The Syrians' almost seven-year civil war may be nearing its end, but that does not mean peace for the Levant. Quite the opposite: A new battle has begun.
On one side, Russia and Iran, the official backers of Syria's President Bashar al-Assad, have invested in his regime. Now they reap the fruits of victory. Russia wants to enlarge its only port in the Mediterranean in Tartus, Syria, and increase its military presence on Nato's southern flank. Moscow has also signed contracts with Mr Assad on economic cooperation.
Iran has come closer to fulfilling its dream of a land corridor to the Mediterranean. It has stated that it aims to establish a permanent military presence in Syria, close to its arch-enemy Israel.
These prospects have the United States and Israel extremely worried, and determined to pre-empt such a scenario at any cost. Now, their war of words may have turned into military intervention.
According to official Syrian media, Israeli forces attacked a military compound in al Kiswah, south of Damascus. A BBC report said that base was being remodelled to serve as a future hub for ground troops of Iran's Revolutionary Guards. Independent sources have confirmed this.
Israel's attack thus served as a warning message with two intended recipients: Iran and Israel's supposed ally Russia.
That may come as a surprise. In public, Israeli Prime Minister Benjamin Netanyahu has bragged about his excellent relationship with Russian President Vladimir Putin. They established a unique mechanism to prevent a potential clash between Israel's air force and Russian troops in Syria. That has so far granted Israel a large degree of freedom in Syria's skies to safeguard its security interests.
According to its air force chief, Israel has attacked targets in Syria more than 100 times since the outbreak of the civil war, mostly to destroy arms shipments destined for Hizbollah, a Shi'ite militia bent on destroying Israel that has become Iran's most powerful foreign policy tool. Moscow has declined to comment on almost all the attacks - taciturn recognition of Israel's security needs.
Now, however, that Russian-Israeli entente seems to have reached an impasse over Iran. Mr Putin has refused to support Israel's request to limit Teheran's military presence in Syria.
As early as a year ago, Mr Netanyahu warned that Iran was replacing the Islamic State in Iraq and Syria there. That warning has come true. According to the Iranian opposition, Iran commands over 70,000 fighters in Syria: hundreds of its own soldiers, around 7,000 Hizbollah fighters, thousands of Afghan recruits in the Al Fatemiyoun militia, and volunteers from Iraq and Pakistan.

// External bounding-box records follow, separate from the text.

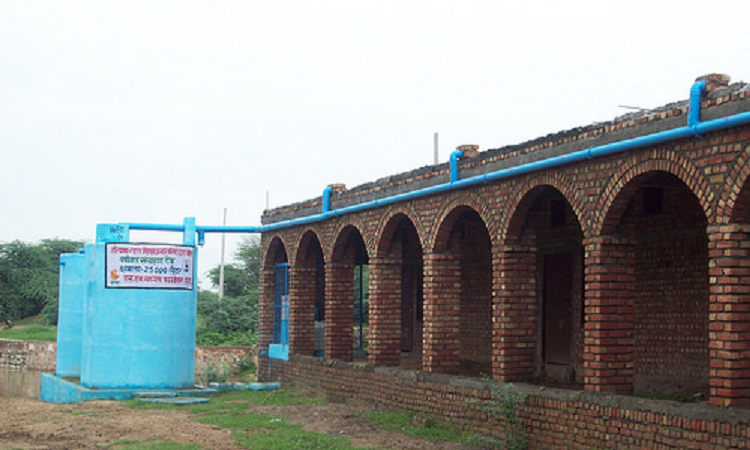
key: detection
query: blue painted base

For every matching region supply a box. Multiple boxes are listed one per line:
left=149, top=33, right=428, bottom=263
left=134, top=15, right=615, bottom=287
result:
left=39, top=373, right=219, bottom=403
left=209, top=381, right=281, bottom=391
left=268, top=344, right=289, bottom=361
left=140, top=397, right=208, bottom=405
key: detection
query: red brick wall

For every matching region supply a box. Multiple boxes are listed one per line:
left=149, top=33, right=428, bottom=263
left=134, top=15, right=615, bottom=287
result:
left=272, top=356, right=750, bottom=450
left=261, top=83, right=750, bottom=414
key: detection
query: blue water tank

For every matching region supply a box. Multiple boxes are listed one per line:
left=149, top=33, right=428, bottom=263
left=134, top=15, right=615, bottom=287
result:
left=57, top=251, right=86, bottom=377
left=81, top=242, right=197, bottom=389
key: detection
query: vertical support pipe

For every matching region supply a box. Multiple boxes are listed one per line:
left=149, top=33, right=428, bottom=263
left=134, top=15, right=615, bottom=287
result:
left=688, top=81, right=706, bottom=127
left=322, top=186, right=333, bottom=213
left=450, top=150, right=464, bottom=183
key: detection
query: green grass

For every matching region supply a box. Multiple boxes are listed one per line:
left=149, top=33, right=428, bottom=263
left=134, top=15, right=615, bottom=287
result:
left=122, top=389, right=412, bottom=450
left=0, top=325, right=57, bottom=342
left=365, top=411, right=472, bottom=443
left=108, top=441, right=203, bottom=450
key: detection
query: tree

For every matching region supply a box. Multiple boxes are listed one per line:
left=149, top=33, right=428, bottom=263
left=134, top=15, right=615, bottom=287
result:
left=0, top=239, right=83, bottom=325
left=234, top=235, right=261, bottom=286
left=208, top=264, right=252, bottom=297
left=196, top=236, right=260, bottom=345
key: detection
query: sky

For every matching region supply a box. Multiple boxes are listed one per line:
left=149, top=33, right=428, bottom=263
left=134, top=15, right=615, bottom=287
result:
left=0, top=0, right=750, bottom=288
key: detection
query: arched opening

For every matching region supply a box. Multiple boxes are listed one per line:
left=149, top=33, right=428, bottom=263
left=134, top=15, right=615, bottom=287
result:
left=258, top=237, right=289, bottom=370
left=369, top=214, right=424, bottom=369
left=325, top=225, right=370, bottom=361
left=604, top=171, right=709, bottom=396
left=501, top=186, right=584, bottom=386
left=290, top=231, right=325, bottom=356
left=423, top=206, right=492, bottom=376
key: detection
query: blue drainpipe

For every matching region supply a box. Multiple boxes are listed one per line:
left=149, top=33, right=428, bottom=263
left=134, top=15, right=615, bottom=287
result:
left=450, top=150, right=464, bottom=183
left=123, top=81, right=750, bottom=234
left=688, top=81, right=706, bottom=127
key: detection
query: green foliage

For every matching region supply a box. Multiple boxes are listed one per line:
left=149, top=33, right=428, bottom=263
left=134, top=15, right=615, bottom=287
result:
left=197, top=361, right=232, bottom=386
left=0, top=325, right=57, bottom=342
left=126, top=389, right=363, bottom=450
left=0, top=239, right=83, bottom=325
left=366, top=411, right=471, bottom=443
left=108, top=441, right=202, bottom=450
left=477, top=376, right=529, bottom=450
left=196, top=236, right=260, bottom=346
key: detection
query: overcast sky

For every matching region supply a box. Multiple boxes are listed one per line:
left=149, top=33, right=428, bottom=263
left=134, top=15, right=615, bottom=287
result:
left=0, top=0, right=750, bottom=287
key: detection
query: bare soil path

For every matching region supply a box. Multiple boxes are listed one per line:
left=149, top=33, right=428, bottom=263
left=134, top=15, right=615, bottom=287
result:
left=0, top=398, right=472, bottom=450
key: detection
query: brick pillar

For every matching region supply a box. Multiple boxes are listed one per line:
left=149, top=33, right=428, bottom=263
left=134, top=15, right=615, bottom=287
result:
left=708, top=224, right=750, bottom=406
left=422, top=253, right=461, bottom=374
left=369, top=258, right=401, bottom=366
left=583, top=236, right=635, bottom=393
left=258, top=269, right=274, bottom=381
left=289, top=267, right=316, bottom=355
left=492, top=246, right=538, bottom=382
left=325, top=263, right=354, bottom=361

Mr Netanyahu visited Mr Putin repeatedly, warning him in August in Sochi that Iran "no longer attempts to create a terror front in Syria but, rather, (is) establishing a military force". "These are things we cannot accept," he warned. That failed to impress Mr Putin, nor has it spurred Israel's most important ally, the US, into action.
When Moscow, Washington and Amman signed a ceasefire agreement for southern Syria several weeks ago, they did not order Iranian troops to stay away from Israel's border.
Mr Netanyahu felt forced to up the ante. His defence minister requested to increase Israel's defence budget by more than US$1 billion (S$1.35 billion) in the coming five years. Israeli Chief of Staff Gadi Eisenkot told a Saudi newspaper that Israel would not tolerate Iranian troops closer than 50km to its border.
The attack in al Kiswah, which is closer to Israel than the line drawn by General Eisenkot, is Israel's diplomacy ratcheting up the pressure another notch. "It was a signal to Moscow," said Russia expert Alex Tenzer. "They wanted to show Putin they mean what they say."
It is unclear how Moscow will respond but last week, Knesset foreign affairs committee head Avi Dichter returned from Moscow and said: "Russia is working so that Assad will control Syria and that the country will be clean of foreign, including Iranian, forces."
With Mr Putin staying neutral and the US keeping mum, Israel's attack is predominantly meant as a warning to Teheran. Its central message: Israel is prepared to even risk outright war to prevent Iran from deepening its military presence close to its borders. The attack was therefore only the beginning of a prolonged campaign, in which Iran will try to build - and Israel to demolish - military infrastructure.
For now, war seems remote as Israel carefully calibrated the attack to hit empty buildings, so Iran is not forced to retaliate. Still, nothing guarantees things will remain low-key. Escalation is only another bomb away.